Organizers and activists across Lower Manhattan are currently waging a staunch opposition to development projects, such as the Howard Hughes Corporation’s proposed high-rise tower at 250 Water Street. The Hughes project would be built on top of a toxic superfund site. Under the developer’s plan, around 30 percent of its units would be affordable housing under the city’s Mandatory Inclusionary Housing program.
“We are united and if we stay united, we will have a voice in this town that hasn’t been heard for a long, long time,” said Richard Corman, president of Downtown Independent Democrats.
Emily Hellstrom, a longtime Soho resident and community organizer, agreed.
“The connection between the voters and the elected officials is in deep disrepair,” she said. “The city has been warped and corrupted in ways that are not easy to repair. There’s a severe disconnect with how people want their neighborhoods to look — affordable, creative, accessible, with flourishing small businesses and integrated public schools.”

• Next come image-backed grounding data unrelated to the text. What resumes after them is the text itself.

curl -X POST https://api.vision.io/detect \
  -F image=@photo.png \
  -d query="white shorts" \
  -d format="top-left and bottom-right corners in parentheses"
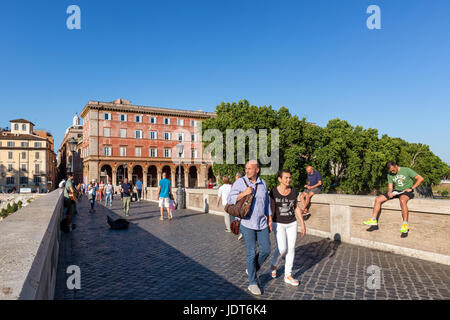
top-left (159, 197), bottom-right (170, 208)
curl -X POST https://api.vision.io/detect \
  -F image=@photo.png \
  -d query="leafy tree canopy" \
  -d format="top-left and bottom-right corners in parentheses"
top-left (202, 100), bottom-right (449, 194)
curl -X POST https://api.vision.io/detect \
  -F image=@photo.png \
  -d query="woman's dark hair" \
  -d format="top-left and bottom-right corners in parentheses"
top-left (386, 161), bottom-right (397, 169)
top-left (277, 169), bottom-right (292, 179)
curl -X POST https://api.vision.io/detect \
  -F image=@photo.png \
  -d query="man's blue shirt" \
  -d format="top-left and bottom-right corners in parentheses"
top-left (227, 176), bottom-right (271, 230)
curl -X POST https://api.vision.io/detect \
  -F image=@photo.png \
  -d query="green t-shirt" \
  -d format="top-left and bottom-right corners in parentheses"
top-left (387, 167), bottom-right (418, 191)
top-left (64, 179), bottom-right (73, 199)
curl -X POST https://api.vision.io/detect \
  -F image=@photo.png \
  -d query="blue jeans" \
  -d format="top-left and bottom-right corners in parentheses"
top-left (89, 198), bottom-right (95, 210)
top-left (239, 224), bottom-right (271, 285)
top-left (105, 193), bottom-right (113, 206)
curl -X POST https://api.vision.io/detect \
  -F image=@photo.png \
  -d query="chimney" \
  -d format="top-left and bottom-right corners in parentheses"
top-left (113, 98), bottom-right (131, 105)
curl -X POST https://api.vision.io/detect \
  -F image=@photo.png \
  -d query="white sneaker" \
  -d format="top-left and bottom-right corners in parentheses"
top-left (238, 234), bottom-right (243, 240)
top-left (284, 276), bottom-right (299, 286)
top-left (247, 284), bottom-right (261, 296)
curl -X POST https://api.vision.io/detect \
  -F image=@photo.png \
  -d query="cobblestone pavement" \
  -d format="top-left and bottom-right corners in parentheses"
top-left (55, 196), bottom-right (450, 300)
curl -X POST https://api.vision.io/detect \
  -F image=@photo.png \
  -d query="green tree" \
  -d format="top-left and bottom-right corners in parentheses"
top-left (203, 101), bottom-right (449, 195)
top-left (202, 100), bottom-right (290, 191)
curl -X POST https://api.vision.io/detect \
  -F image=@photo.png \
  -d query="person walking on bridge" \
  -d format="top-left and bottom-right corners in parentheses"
top-left (227, 160), bottom-right (272, 296)
top-left (217, 175), bottom-right (232, 232)
top-left (269, 170), bottom-right (306, 286)
top-left (120, 178), bottom-right (133, 217)
top-left (158, 172), bottom-right (172, 221)
top-left (105, 179), bottom-right (114, 208)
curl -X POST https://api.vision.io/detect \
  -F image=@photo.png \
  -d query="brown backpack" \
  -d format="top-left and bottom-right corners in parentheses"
top-left (225, 178), bottom-right (258, 218)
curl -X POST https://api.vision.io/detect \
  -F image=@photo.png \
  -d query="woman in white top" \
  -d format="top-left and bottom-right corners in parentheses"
top-left (216, 176), bottom-right (232, 232)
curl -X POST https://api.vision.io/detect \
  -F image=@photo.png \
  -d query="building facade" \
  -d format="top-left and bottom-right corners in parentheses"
top-left (80, 99), bottom-right (217, 189)
top-left (0, 119), bottom-right (56, 193)
top-left (56, 114), bottom-right (84, 184)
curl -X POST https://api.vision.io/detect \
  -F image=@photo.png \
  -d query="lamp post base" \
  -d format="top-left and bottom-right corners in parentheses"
top-left (176, 186), bottom-right (185, 210)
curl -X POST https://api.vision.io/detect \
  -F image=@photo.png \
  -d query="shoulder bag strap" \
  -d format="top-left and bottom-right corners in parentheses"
top-left (243, 177), bottom-right (258, 195)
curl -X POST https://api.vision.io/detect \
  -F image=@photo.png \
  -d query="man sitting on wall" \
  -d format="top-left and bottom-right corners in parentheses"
top-left (300, 166), bottom-right (322, 218)
top-left (363, 161), bottom-right (424, 237)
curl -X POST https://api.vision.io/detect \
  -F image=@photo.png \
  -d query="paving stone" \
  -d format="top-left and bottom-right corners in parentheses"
top-left (55, 197), bottom-right (450, 300)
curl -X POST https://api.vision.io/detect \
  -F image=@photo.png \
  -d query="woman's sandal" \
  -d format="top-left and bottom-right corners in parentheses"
top-left (271, 267), bottom-right (277, 279)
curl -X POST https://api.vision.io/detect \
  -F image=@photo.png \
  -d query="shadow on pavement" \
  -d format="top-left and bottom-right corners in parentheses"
top-left (293, 235), bottom-right (341, 279)
top-left (55, 197), bottom-right (254, 300)
top-left (170, 212), bottom-right (206, 221)
top-left (257, 234), bottom-right (341, 293)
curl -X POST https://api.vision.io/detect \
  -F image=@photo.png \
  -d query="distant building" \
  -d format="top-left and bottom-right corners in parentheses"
top-left (79, 98), bottom-right (216, 188)
top-left (57, 114), bottom-right (83, 184)
top-left (0, 119), bottom-right (56, 193)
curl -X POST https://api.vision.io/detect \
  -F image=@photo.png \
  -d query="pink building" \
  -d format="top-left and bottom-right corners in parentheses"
top-left (80, 99), bottom-right (216, 189)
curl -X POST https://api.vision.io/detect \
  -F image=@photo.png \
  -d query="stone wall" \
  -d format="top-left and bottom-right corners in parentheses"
top-left (144, 187), bottom-right (225, 215)
top-left (306, 194), bottom-right (450, 265)
top-left (0, 189), bottom-right (63, 300)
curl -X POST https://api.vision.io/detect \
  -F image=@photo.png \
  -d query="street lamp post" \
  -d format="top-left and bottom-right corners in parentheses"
top-left (176, 143), bottom-right (185, 209)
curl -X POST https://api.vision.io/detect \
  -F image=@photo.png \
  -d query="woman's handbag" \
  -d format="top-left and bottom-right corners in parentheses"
top-left (225, 179), bottom-right (258, 218)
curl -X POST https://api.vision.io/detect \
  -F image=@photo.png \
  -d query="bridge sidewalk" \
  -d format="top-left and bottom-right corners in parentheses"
top-left (55, 196), bottom-right (450, 300)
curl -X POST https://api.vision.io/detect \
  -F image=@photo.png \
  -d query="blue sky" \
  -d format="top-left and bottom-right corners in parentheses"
top-left (1, 0), bottom-right (449, 164)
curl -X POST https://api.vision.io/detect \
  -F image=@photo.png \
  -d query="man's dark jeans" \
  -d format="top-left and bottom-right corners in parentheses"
top-left (239, 224), bottom-right (271, 286)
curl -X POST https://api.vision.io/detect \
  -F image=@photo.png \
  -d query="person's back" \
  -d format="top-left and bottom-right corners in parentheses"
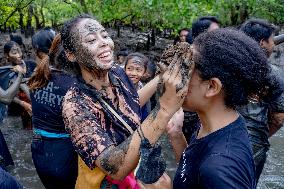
top-left (31, 71), bottom-right (76, 133)
top-left (238, 18), bottom-right (284, 181)
top-left (28, 34), bottom-right (78, 189)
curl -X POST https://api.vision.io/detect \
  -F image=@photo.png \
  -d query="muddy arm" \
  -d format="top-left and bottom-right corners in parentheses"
top-left (0, 73), bottom-right (23, 104)
top-left (19, 83), bottom-right (31, 100)
top-left (268, 112), bottom-right (284, 137)
top-left (96, 107), bottom-right (171, 180)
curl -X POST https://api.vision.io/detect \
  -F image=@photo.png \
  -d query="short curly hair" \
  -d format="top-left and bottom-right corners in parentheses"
top-left (193, 29), bottom-right (270, 108)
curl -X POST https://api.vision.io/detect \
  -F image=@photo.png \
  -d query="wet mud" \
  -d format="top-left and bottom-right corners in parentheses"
top-left (1, 116), bottom-right (284, 189)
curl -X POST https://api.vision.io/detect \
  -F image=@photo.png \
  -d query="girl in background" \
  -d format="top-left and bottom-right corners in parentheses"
top-left (124, 52), bottom-right (150, 121)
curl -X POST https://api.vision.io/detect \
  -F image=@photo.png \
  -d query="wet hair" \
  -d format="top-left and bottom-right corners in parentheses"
top-left (192, 16), bottom-right (219, 39)
top-left (146, 61), bottom-right (157, 78)
top-left (4, 41), bottom-right (20, 55)
top-left (61, 14), bottom-right (94, 53)
top-left (193, 29), bottom-right (270, 108)
top-left (239, 19), bottom-right (276, 43)
top-left (28, 34), bottom-right (79, 89)
top-left (32, 29), bottom-right (55, 54)
top-left (125, 52), bottom-right (149, 70)
top-left (117, 49), bottom-right (129, 58)
top-left (10, 35), bottom-right (23, 46)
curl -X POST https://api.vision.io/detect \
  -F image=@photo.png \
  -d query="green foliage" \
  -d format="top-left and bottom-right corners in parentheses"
top-left (0, 0), bottom-right (283, 32)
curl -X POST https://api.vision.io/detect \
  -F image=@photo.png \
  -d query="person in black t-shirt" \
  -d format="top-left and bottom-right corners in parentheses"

Hellstrom first met Marte in 2013 at the beginnings of his activist days, when he attended a meeting at the Elizabeth Street Garden to save the threatened green space.
“He walked in through those gates,” she recalled, “and he said four simple words. He said, ‘How can I help?'”
What’s special about Marte, according to many who were in attendance, is his commitment to listening and engaging with everyone in the room.
“He attends every local meeting, and listens to not just local leaders but local residents,” said Kenny Wind, the treasurer of the Grand Street Democrats.
There was strong energy on the crisp fall morning as the rally ended and neighbors, activists and organizers fanned out across Lower Manhattan to campaign for their candidate, Christopher Marte.